# Delamination advice please



## pgunning1 (Mar 19, 2009)

Hi Guys

I have recently returned to recurve archery after using compounds for a few years now, I just recently bought a 2nd hand Black Widow takedown from a USA ebay seller.

Received the other day, on the first day I strung the bow and the limb went crack !! and had split down the side of the bottom limb. I emailed Black Widow with pics of the damage who stated:

It looks like from the picture that the limb has delaminated. After delamination there really is no way to repair the limbs. 

After spending $370 on the bow what is the situation regarding a return, should the seller take the bow back, he says he has stored it correctly, but I have not even used the bow once. 

Black Widow no longer make the bow and say they I'll have to look for 2nd hand limbs if I wish to use the bow. 

Black Widow seem to be as rare as "hens teeth" so I stand little chance of getting spare limbs, do all takedowns use the same fitting for attaching the limbs or is there a make that will cross over.

Preferably I would like to start again, but can I ask for my money back on a delaminated bow.

Thanks in advance for any assistence.

ATB
Paul


----------



## Viper1 (Aug 21, 2003)

Paul - 

You're first letter should have been to the seller, providing that the bow failed on your FIRST attempt to use it. Legally, if the bow was sold "as is", the seller is not responsible, but in my experience with eBay, most sellers are more than willing to make things right. Yes, there are a few that aren't so ethical, it's still worth a shot. BTW - keep checking eBay, things do show up. BWs aren't "that" scarce. 

Viper1 out.


----------



## pgunning1 (Mar 19, 2009)

Thanks for the info Viper1,

I did contact the seller 1st who said that he would wait to see what Black Widow said. 

The bow was not sold as is, and a 7 day guarantee was with the item. I guess its my good nature that makes me feel bad as it split in my possession, just pleased I was not drawing the bow at the time.

I'll ask the seller if we can come to an agreement on a return of the bow, and a partial / full refund. If anyone knows of a spare lower limb for a Black widow take down specs as follows:

Bow #4153, model HF 64” 55# @ 32” draw originally shipped December 12, 1984.

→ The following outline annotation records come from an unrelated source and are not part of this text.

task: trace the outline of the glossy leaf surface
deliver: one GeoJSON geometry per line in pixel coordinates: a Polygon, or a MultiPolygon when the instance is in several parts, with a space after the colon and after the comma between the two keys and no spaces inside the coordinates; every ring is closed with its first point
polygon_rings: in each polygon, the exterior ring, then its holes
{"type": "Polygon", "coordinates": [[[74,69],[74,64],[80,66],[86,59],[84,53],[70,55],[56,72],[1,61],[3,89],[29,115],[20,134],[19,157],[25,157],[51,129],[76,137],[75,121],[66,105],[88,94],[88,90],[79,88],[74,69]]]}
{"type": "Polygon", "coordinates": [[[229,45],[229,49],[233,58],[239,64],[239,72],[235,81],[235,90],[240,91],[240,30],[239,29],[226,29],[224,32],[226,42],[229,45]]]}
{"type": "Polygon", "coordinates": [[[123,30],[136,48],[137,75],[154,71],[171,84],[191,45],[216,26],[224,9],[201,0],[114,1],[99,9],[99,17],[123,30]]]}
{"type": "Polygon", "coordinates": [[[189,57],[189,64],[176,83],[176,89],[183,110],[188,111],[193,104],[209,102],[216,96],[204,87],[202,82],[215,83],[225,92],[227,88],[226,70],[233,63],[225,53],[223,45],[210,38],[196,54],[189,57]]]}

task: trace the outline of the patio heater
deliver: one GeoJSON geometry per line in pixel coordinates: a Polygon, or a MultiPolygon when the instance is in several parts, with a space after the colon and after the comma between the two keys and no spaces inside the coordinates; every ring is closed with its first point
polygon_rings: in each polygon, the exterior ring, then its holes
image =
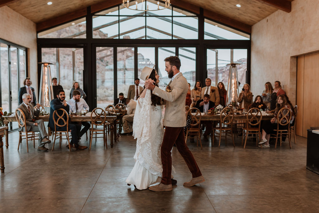
{"type": "Polygon", "coordinates": [[[228,86],[227,86],[227,96],[226,105],[230,103],[233,105],[233,107],[236,106],[239,94],[238,85],[238,75],[237,71],[237,65],[240,64],[231,63],[227,65],[229,65],[229,74],[228,77],[228,86]]]}
{"type": "Polygon", "coordinates": [[[42,65],[39,103],[43,106],[49,107],[50,102],[54,98],[51,72],[49,65],[53,64],[48,62],[40,62],[38,64],[42,65]]]}

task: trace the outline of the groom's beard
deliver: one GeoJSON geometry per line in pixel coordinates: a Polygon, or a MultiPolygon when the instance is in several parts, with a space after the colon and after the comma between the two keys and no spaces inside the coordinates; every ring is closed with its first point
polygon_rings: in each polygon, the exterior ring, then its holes
{"type": "Polygon", "coordinates": [[[171,69],[167,72],[167,73],[168,74],[168,78],[172,78],[174,76],[174,72],[173,72],[173,70],[171,68],[171,69]]]}

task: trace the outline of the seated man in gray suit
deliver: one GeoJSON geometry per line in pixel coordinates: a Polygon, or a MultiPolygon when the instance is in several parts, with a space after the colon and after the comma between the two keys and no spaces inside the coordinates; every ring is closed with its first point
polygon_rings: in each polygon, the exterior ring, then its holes
{"type": "Polygon", "coordinates": [[[135,112],[137,102],[133,99],[125,99],[125,104],[127,106],[127,115],[123,117],[123,129],[124,134],[132,134],[133,133],[133,119],[135,112]]]}
{"type": "MultiPolygon", "coordinates": [[[[38,150],[39,151],[46,151],[48,149],[44,146],[46,143],[50,143],[51,141],[48,137],[48,133],[45,130],[44,123],[42,120],[35,120],[34,116],[39,116],[40,110],[40,104],[36,104],[37,110],[34,111],[33,107],[31,105],[31,95],[28,93],[25,93],[22,95],[23,102],[18,107],[19,109],[22,110],[26,116],[26,130],[32,132],[39,132],[39,146],[38,150]]],[[[24,127],[21,127],[19,129],[19,131],[25,132],[26,130],[24,127]]]]}

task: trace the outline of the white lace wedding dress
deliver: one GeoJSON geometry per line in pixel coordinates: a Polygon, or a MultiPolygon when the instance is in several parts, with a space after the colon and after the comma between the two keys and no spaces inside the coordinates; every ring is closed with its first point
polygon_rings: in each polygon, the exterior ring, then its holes
{"type": "Polygon", "coordinates": [[[139,189],[147,188],[162,177],[163,171],[160,158],[164,135],[162,106],[151,104],[151,90],[148,89],[145,97],[138,101],[133,121],[133,136],[137,139],[135,164],[126,182],[139,189]]]}

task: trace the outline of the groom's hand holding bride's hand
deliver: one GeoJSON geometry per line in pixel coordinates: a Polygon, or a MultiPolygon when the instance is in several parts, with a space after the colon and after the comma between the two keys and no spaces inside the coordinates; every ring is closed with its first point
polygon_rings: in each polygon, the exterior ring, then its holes
{"type": "Polygon", "coordinates": [[[153,84],[155,82],[154,82],[153,80],[152,80],[152,79],[148,79],[147,80],[145,81],[145,83],[144,84],[145,88],[146,89],[149,89],[152,90],[154,89],[154,88],[155,87],[155,85],[153,84]]]}

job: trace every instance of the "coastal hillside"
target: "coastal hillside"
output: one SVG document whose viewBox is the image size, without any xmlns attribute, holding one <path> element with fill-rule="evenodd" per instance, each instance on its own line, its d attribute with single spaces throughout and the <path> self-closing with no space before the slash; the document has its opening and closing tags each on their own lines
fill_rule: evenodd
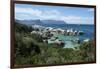
<svg viewBox="0 0 100 69">
<path fill-rule="evenodd" d="M 31 31 L 35 33 L 31 34 Z M 95 46 L 92 40 L 82 42 L 80 46 L 75 47 L 75 49 L 63 48 L 63 43 L 48 44 L 46 41 L 44 42 L 43 39 L 47 38 L 41 37 L 41 35 L 36 33 L 38 31 L 39 30 L 33 29 L 31 26 L 15 22 L 15 66 L 95 61 Z M 47 36 L 49 37 L 51 35 Z"/>
</svg>

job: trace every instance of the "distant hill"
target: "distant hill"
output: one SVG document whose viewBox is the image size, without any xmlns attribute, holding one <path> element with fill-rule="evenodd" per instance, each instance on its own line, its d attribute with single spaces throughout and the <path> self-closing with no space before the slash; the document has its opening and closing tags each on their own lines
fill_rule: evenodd
<svg viewBox="0 0 100 69">
<path fill-rule="evenodd" d="M 16 20 L 19 23 L 26 24 L 26 25 L 50 25 L 50 24 L 66 24 L 66 22 L 61 20 Z"/>
</svg>

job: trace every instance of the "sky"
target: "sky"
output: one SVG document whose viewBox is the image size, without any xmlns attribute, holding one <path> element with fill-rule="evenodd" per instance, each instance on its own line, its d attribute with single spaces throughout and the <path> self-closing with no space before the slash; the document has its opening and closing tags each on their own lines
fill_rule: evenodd
<svg viewBox="0 0 100 69">
<path fill-rule="evenodd" d="M 69 24 L 94 24 L 94 8 L 15 4 L 15 19 L 62 20 Z"/>
</svg>

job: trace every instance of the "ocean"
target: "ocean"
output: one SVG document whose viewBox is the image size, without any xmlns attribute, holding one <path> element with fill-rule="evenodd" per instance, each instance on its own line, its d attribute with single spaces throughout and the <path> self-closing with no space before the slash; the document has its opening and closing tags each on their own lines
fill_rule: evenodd
<svg viewBox="0 0 100 69">
<path fill-rule="evenodd" d="M 65 42 L 64 48 L 75 48 L 77 46 L 80 46 L 78 43 L 72 42 L 73 40 L 76 40 L 77 38 L 81 41 L 85 39 L 93 39 L 94 38 L 94 25 L 79 25 L 79 24 L 47 24 L 46 27 L 53 27 L 53 28 L 62 28 L 62 29 L 70 29 L 77 31 L 83 31 L 83 35 L 79 36 L 64 36 L 64 35 L 56 35 L 60 40 L 63 40 Z"/>
<path fill-rule="evenodd" d="M 94 38 L 94 25 L 87 24 L 45 24 L 46 27 L 62 28 L 62 29 L 74 29 L 77 31 L 83 31 L 85 34 L 78 36 L 79 39 L 93 39 Z"/>
</svg>

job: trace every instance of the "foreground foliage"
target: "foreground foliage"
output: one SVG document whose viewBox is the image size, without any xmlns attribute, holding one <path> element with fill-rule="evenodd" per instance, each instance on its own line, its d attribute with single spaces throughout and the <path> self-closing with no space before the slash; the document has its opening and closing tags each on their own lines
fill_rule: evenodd
<svg viewBox="0 0 100 69">
<path fill-rule="evenodd" d="M 76 50 L 62 48 L 56 44 L 46 44 L 38 35 L 31 35 L 31 27 L 15 23 L 14 63 L 62 64 L 95 61 L 93 42 L 83 42 Z"/>
</svg>

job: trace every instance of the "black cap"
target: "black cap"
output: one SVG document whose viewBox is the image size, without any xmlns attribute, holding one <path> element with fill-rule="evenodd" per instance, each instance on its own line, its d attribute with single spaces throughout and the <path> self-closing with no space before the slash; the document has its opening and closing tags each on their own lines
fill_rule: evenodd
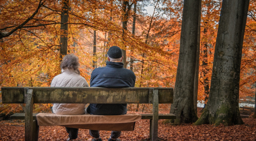
<svg viewBox="0 0 256 141">
<path fill-rule="evenodd" d="M 108 55 L 113 59 L 118 59 L 122 57 L 122 50 L 118 46 L 113 46 L 108 50 Z"/>
</svg>

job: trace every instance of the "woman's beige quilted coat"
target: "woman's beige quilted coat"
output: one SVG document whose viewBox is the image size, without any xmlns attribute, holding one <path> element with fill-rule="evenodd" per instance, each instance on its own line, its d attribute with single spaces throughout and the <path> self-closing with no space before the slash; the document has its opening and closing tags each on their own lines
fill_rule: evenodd
<svg viewBox="0 0 256 141">
<path fill-rule="evenodd" d="M 55 76 L 51 83 L 51 87 L 88 87 L 79 70 L 74 69 L 61 69 L 61 74 Z M 66 115 L 82 115 L 85 113 L 86 104 L 54 104 L 55 114 Z"/>
</svg>

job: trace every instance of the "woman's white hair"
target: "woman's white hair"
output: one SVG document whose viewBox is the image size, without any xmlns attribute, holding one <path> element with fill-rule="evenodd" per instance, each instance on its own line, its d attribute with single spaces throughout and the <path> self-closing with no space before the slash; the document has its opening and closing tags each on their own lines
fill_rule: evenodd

Thanks for any thoughts or advice.

ATB
Paul


----------



## Viper1 (Aug 21, 2003)

Paul - 

Sounds like you'll be fine and you are dealing with a good eBayer. However (guess you already know this) you DON'T want a "lower" limb, you really need a matched set to fit that riser. Good thing about BW, is that they do keep records, so if you decide to keep the riser, if/when you do find another pair of limbs, BW can confirm their compatability. 

If you'd like my opinion, unless you're in love with that particular riser, return it to the seller and just look for a new bow. 

In my experience, while do-do happens, it's pretty rare and most people are pretty decent. 

Viper1 out.


----------



## CLASSICHUNTER (May 20, 2005)

*questions*

First off how did you string your bow what method .. leg around riser method or some other...???????????


----------



## pgunning1 (Mar 19, 2009)

I have a recurve "bow stringer" I think they are called, its quite old but functional, one end slips over the end of bow limb with the string in place, the other has a v shape that the string runs through, this end has a rubber type grip on it, foot is placed on the stringer and the bow is pulled up, the string is put over the end where the v shape is as the bow is being pulled back. 

I think the bow takes more pressure as one side as its flexed slightly more than the other, but this has been the same with all my bows going back 30 years to my beginnings in recurve archery.

It sounded when it cracked, like a dry stick cracking, in fact I thought I had stepped on a stick where I had my foot on the stringer, never had a bow split before. Would a "good" bow sound or do this when it cracks.

I know nothing as to how the wood should look if delaminated, I am only going on what the makers of the bow state. 

Having not bought a recurve for over 25 years I do not know the policy (if there is one) on a delaminated bow once sold, I looked ok when I got it but I did not check every detail of the bow, which maybe I should have done ??

I am not blaming the seller as I'm sure he did not know either, but my thoughts are would/is it reasonable to request a partial or full refund for this type of incident is there a precedent.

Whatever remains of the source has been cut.